Scikit learn isn’t really setup for Deep Learning and we’ll have to rely on other libraries. Common choices include Google’s TensorFlow, Keras, Torch or Darknet. There is however an interface layer between sklearn and tensorflow called skflow. A short example of doing this can be found at https://www.kdnuggets.com/2016/02/scikit-flow-easy-deep-learning-tensorflow-scikit-learn.html.
Google, Microsoft, Amazon and many others now have Cloud based Application Programming Interfaces (APIs) where you can upload an image and have them return you the result. Most of these services rely on a large pre-trained (and often proprietary) neural network.

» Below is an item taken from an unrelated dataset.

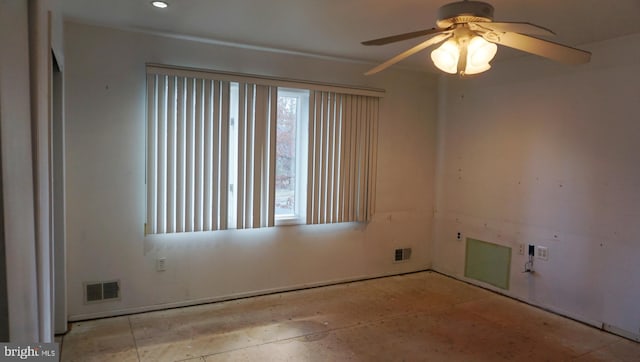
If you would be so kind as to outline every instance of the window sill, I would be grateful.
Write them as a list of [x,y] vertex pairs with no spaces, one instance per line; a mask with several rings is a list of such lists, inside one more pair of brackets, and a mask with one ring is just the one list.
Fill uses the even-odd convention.
[[303,225],[305,220],[301,217],[280,217],[276,218],[275,225],[276,226],[291,226],[291,225]]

Exercise: Try cloud image classification
Take a photo with your phone camera or find an image online of a common daily scene. Upload it Google’s Vision AI example at https://cloud.google.com/vision/ How many objects has it correctly classified? How many did it incorrectly classify? Try the same iamge with Microsoft’s Computer Vision API at https://azure.microsoft.com/en-gb/services/cognitive-services/computer-vision/ Does it do any better/worse than Google?
Perceptrons are artificial neurons which build neural networks.
A perceptron takes multiple inputs, multiplies each by a weight value and sums the weighted inputs. It then applies an activation function to the sum.
A single perceptron can solve simple functions which are linearly separable.
Multiple perceptrons can be combined to form a neural network which can solve functions that aren’t linearly separable.
We can train a whole neural network with the back propagation algorithm. Scikit-learn includes an implementation of this algorithm.
Training a neural network requires some training data to show the network examples of what to learn.
To validate our training we split the the training data into a training set and a test set.
To ensure the whole dataset can be used in training and testing we can train multiple times with different subsets of the data acting as training/testing data. This is called cross validation.
Deep learning neural networks are a very powerful modern technique. Scikit learn doesn’t support these but other libraries like Tensorflow do.
Several companies now offer cloud APIs where we can train neural networks on powerful computers.